On August 24, 1853, an unhappy restaurant customer, complaining that his potatoes were too thick and soggy, kept sending them back. Chef George Crum decided to slice the potatoes as thin as possible, frying them until crisp and added extra salt. To the chef’s surprise, the customer loved them, and they soon became a regular item on the restaurant’s menu under the name of “Saratoga Chips.”
Alternative explanations of the beginning of potato chips date them to recipes in Shilling Cookery for the People by Alexis Soyer (1845) or Mary Randolph’s The Virginia House-Wife (1824). There are many references between these dates to sliced potatoes being fried in grease but whether they were fried to a crisp is not clear.
What is clear is that by the late 1870s, the term “Saratoga Chips” was being widely used as a standard menu item on train cars, hotel restaurants, and street carts. The name carried on into grocers when the chips were made in larger batches by bakeries. They shipped them by wagon to the restaurants and grocers by the barrel, and the grocers would then sell to private families by the pound. Folks were instructed to bake the chips in a hot oven for a few minutes, and they would be as crisp as if fried that same day.

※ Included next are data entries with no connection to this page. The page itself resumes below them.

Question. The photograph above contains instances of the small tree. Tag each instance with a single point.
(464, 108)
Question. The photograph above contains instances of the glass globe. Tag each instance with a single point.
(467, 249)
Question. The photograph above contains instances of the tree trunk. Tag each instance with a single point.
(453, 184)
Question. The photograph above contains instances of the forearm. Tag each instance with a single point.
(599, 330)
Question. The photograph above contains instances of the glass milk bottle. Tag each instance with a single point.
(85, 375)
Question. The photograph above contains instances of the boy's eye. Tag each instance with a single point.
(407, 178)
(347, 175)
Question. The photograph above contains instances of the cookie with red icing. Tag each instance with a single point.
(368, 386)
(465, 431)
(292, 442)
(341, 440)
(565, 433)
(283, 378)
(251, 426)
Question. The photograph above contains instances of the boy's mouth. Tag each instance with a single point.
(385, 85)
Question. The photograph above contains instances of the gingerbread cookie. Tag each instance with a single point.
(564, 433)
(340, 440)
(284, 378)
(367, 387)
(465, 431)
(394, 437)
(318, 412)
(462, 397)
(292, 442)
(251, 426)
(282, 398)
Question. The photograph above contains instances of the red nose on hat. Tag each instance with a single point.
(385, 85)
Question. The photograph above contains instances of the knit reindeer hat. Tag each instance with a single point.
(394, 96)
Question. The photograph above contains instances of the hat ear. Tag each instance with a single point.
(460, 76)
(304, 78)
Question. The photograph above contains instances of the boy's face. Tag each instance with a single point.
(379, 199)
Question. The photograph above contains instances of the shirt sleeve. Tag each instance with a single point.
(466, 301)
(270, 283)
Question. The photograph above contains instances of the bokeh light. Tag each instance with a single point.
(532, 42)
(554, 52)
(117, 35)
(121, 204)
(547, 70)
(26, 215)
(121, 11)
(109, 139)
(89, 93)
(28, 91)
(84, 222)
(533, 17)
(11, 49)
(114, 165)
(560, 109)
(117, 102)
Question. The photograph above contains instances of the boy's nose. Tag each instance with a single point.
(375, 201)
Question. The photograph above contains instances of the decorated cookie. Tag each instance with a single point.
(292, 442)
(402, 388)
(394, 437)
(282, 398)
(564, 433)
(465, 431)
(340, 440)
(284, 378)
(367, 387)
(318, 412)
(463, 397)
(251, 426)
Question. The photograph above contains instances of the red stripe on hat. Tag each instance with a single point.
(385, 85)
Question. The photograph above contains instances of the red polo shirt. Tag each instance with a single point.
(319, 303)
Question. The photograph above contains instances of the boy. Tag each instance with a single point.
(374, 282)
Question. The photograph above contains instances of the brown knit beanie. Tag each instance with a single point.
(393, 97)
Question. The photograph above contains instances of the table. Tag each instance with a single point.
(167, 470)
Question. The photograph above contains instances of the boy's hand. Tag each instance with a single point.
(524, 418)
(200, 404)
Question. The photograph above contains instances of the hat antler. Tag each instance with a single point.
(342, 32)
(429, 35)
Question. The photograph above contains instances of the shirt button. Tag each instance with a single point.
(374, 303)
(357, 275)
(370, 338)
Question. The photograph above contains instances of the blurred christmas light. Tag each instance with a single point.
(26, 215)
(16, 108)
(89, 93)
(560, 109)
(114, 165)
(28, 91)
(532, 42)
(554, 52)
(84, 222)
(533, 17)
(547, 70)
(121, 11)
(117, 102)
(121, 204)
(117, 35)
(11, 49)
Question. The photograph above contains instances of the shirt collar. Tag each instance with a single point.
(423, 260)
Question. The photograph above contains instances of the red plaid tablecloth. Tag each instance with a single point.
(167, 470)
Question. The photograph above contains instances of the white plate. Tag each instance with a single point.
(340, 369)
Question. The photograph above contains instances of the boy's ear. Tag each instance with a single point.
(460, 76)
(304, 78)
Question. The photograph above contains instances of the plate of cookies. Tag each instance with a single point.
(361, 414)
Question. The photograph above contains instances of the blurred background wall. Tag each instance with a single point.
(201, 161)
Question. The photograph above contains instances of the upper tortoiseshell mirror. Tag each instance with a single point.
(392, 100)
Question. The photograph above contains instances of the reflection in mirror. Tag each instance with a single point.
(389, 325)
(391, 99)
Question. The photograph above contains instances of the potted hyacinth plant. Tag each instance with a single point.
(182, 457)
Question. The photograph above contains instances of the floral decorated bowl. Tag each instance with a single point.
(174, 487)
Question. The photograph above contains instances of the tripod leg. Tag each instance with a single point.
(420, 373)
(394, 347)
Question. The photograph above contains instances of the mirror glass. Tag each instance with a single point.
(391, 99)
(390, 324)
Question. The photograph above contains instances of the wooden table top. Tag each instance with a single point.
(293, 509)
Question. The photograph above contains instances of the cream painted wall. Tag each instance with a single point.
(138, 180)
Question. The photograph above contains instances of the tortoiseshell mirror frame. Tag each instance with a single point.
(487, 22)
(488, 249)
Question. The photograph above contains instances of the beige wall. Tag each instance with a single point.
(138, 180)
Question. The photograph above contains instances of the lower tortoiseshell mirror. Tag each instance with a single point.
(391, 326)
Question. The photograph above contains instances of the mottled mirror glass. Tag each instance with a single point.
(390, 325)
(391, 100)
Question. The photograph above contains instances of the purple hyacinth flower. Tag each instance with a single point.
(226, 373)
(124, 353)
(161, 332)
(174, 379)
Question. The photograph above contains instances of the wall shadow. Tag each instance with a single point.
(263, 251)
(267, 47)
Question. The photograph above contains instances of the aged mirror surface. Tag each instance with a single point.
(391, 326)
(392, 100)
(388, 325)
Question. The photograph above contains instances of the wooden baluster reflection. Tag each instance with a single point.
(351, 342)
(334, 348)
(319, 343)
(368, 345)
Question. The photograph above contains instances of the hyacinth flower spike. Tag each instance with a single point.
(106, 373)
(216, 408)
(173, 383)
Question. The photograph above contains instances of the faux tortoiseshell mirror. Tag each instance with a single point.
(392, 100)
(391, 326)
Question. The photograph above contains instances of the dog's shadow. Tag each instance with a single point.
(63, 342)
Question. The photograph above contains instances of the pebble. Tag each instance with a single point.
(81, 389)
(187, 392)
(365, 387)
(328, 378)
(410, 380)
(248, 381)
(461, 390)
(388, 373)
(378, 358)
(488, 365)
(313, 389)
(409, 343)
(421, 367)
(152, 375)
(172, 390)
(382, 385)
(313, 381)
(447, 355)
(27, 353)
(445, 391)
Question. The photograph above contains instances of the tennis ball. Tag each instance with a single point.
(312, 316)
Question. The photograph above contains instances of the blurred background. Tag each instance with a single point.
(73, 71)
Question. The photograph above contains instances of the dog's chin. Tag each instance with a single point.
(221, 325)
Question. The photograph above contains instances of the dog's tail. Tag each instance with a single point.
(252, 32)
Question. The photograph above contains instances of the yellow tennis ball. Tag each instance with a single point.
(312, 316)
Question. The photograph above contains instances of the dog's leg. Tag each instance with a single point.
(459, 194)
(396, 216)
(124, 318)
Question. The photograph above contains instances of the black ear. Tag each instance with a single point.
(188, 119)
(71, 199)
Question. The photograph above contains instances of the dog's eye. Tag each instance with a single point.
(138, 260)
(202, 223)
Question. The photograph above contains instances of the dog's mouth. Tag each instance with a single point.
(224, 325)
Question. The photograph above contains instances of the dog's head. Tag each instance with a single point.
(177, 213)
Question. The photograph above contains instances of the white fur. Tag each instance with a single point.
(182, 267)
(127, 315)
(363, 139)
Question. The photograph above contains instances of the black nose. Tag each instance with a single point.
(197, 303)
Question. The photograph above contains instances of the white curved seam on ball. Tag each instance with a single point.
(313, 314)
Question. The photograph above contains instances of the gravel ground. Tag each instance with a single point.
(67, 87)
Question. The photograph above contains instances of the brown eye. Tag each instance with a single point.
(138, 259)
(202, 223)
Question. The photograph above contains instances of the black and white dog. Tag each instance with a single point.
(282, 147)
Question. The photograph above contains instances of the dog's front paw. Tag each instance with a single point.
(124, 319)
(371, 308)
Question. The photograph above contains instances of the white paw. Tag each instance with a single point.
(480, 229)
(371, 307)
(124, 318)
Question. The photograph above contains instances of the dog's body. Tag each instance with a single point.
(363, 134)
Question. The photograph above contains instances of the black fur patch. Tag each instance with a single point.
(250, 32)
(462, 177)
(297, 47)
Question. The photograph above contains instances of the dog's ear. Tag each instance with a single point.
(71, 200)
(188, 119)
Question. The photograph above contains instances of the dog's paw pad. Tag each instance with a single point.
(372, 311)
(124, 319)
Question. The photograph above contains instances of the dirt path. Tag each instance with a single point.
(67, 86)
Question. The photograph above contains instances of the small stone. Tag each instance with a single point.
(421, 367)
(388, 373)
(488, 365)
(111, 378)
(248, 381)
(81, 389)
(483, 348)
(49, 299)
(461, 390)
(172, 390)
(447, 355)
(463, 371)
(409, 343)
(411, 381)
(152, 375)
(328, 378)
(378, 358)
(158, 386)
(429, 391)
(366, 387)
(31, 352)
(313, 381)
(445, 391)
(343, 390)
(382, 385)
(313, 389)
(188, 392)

The Dayton, Ohio-based Mike-sell’s Potato Chip Company, founded in 1910, calls itself the “oldest potato chip company in the United States.” New England-based Tri-Sum Potato Chips, originally established in 1908 as the Leominster Potato Chip Company, in Leominster, Massachusetts, claims to be America’s first potato chip manufacturer.
- In the 20th century, potato chips spread beyond chef-cooked restaurant fare and began to be mass-produced for home consumption.
- Flavored chips were introduced in the 1950s.
- Potato Chip revenues are over $15 billion a year worldwide!
HOW TO OBSERVE
Grab a bag of potato chips to enjoy and use #NationalPotatoChipDay to post on social media.
Within our research, we were unable to identify the creator of National Potato Chip Day.